Today the official trade deadline ends for professional baseball. This deadline generates its own season within the seasons of baseball. For weeks up to the deadline, teams and fans calibrate whether their team has a chance to make the playoffs. They debate about whether they should seeks a trade to "go for it" and trade prospects for sure fire veterans in order to stay competitive. Each team and fan base goes through the same gyrations. If one team acts, it creates a domino effect where others must keep up or give up.
It matters to fans because of the symbolic importance. If a team decides to sell, like the hopeless Pirates who are unloading their wonderful infield, it essentially throws in the towel for this year--for some teams this is already done given how far back they are. But for others on the cusp of competing or staying in a race, it matters profoundly for attendance, fan interest and fan hope or sinking into hopeless, maybe next year.

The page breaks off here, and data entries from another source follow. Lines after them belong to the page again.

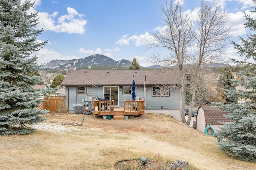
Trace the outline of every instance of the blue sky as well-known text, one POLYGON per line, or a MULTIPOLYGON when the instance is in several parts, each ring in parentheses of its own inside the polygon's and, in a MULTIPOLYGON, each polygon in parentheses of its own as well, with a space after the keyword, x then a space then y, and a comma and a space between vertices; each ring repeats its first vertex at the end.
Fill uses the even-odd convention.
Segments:
MULTIPOLYGON (((99 54, 115 61, 136 57, 140 65, 148 66, 149 56, 160 49, 147 50, 144 44, 156 29, 163 26, 158 7, 164 1, 36 0, 31 10, 39 11, 37 27, 44 30, 38 41, 48 40, 47 46, 36 53, 38 63, 99 54)), ((246 33, 244 12, 249 12, 254 4, 252 0, 218 1, 230 13, 230 40, 239 42, 237 36, 246 33)), ((180 2, 193 19, 200 0, 180 2)), ((226 55, 239 59, 236 52, 230 44, 226 55)))

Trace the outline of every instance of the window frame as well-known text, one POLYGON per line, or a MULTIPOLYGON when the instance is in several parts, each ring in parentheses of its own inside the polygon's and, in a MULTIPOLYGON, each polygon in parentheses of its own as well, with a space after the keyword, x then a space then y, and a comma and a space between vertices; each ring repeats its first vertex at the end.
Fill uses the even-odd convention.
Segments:
POLYGON ((165 93, 168 93, 167 95, 164 95, 164 93, 163 92, 163 90, 165 88, 164 86, 152 86, 152 97, 169 97, 170 96, 170 90, 168 90, 168 92, 165 93), (154 90, 155 89, 157 88, 159 90, 154 90), (159 95, 156 94, 156 93, 158 93, 159 95))
POLYGON ((87 92, 87 86, 78 86, 77 87, 77 94, 78 95, 86 95, 86 93, 87 92), (84 88, 84 90, 80 90, 79 88, 84 88), (84 93, 81 93, 81 91, 84 91, 84 93))

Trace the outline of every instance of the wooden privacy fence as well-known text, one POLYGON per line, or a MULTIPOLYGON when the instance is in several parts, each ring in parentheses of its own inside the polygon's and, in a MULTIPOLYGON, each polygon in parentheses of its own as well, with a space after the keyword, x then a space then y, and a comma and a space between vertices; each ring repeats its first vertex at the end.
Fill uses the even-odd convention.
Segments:
POLYGON ((65 96, 44 97, 43 100, 46 102, 42 104, 42 109, 49 110, 50 112, 58 112, 58 110, 66 109, 65 96))

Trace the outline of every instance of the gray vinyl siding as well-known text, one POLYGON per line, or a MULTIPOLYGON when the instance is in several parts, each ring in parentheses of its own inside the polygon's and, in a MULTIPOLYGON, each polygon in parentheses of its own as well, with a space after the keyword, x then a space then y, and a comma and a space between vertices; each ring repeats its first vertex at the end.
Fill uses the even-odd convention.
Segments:
MULTIPOLYGON (((147 86, 146 98, 145 102, 146 107, 150 107, 150 109, 180 109, 180 91, 178 90, 172 90, 170 91, 169 97, 153 97, 152 96, 152 87, 147 86), (163 107, 163 109, 161 108, 163 107)), ((103 97, 103 88, 101 87, 94 87, 93 90, 92 86, 87 87, 86 95, 76 95, 76 86, 68 86, 69 89, 69 110, 74 110, 74 105, 83 105, 82 99, 89 97, 103 97)), ((66 88, 66 103, 68 104, 68 88, 66 88)), ((119 89, 119 106, 123 106, 124 100, 132 100, 132 94, 124 95, 122 91, 119 89)), ((144 99, 144 89, 141 88, 135 88, 135 94, 136 97, 144 99)))
MULTIPOLYGON (((92 87, 87 86, 86 95, 77 95, 76 86, 68 86, 69 89, 69 110, 74 110, 74 105, 84 105, 82 102, 82 99, 86 99, 89 97, 96 96, 102 97, 103 96, 103 89, 100 87, 94 88, 93 91, 92 87)), ((68 105, 68 88, 66 88, 66 104, 68 105)))
POLYGON ((153 97, 152 86, 146 87, 146 107, 150 109, 180 109, 180 90, 172 90, 169 97, 153 97), (163 107, 163 109, 161 107, 163 107))
MULTIPOLYGON (((144 90, 141 88, 135 88, 135 94, 136 97, 144 98, 144 90)), ((122 90, 119 90, 119 106, 123 106, 124 100, 132 100, 132 97, 131 94, 123 94, 122 90)))

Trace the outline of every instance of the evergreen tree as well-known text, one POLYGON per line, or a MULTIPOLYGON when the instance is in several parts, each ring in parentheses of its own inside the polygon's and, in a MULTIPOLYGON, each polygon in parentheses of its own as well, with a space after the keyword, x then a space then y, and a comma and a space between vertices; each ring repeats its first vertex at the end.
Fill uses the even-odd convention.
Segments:
POLYGON ((64 80, 64 76, 62 74, 57 75, 52 80, 52 82, 51 84, 51 88, 55 88, 56 87, 60 85, 61 83, 64 80))
POLYGON ((225 67, 220 76, 218 81, 218 87, 217 91, 222 98, 222 100, 228 103, 235 102, 237 101, 236 98, 227 97, 225 91, 229 90, 230 88, 235 90, 236 86, 233 84, 232 79, 234 78, 231 70, 228 67, 225 67))
POLYGON ((40 77, 35 76, 36 58, 30 55, 46 44, 36 41, 43 31, 36 26, 37 13, 28 14, 30 1, 0 0, 0 134, 25 134, 30 125, 43 120, 38 110, 42 92, 34 90, 40 77), (33 76, 34 75, 34 76, 33 76))
POLYGON ((140 70, 140 67, 139 62, 137 61, 136 58, 134 58, 132 61, 132 64, 129 67, 130 70, 140 70))
MULTIPOLYGON (((256 4, 256 0, 253 0, 256 4)), ((256 7, 253 13, 256 12, 256 7)), ((240 71, 241 80, 234 80, 239 83, 242 89, 237 91, 230 89, 227 96, 243 99, 246 102, 242 105, 237 103, 220 104, 218 107, 230 113, 225 117, 231 121, 225 123, 226 126, 216 134, 217 144, 220 148, 229 156, 238 159, 256 162, 256 21, 246 15, 245 24, 253 33, 248 34, 246 39, 240 38, 242 44, 233 42, 238 50, 244 61, 234 61, 244 66, 240 71), (249 61, 254 61, 254 62, 249 61)))

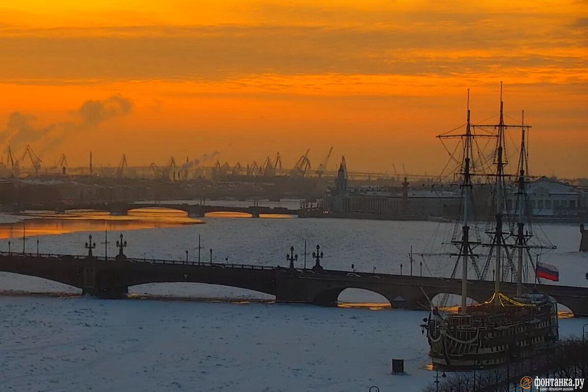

"Maybe next year" is critical to sport as it is to life. It offers the hope of things getting better. It assumes that some people are thinking long term rather than how to win in the short term. It invites hope, but it also can induce hopelessness. If waiting for next year goes on forever, say 17 years in the Pirates' case, "wait til next year" becomes waiting for Godot.
So the frenzied season of obscure prospects being traded among obscure teams, or hot veterans traded to be the last piece of the puzzle, usually for other obscure and maybe some day famous players continues. It offers hope for some, but reminds others that being committed to a team in sport is as much an act of faith and identity as hope.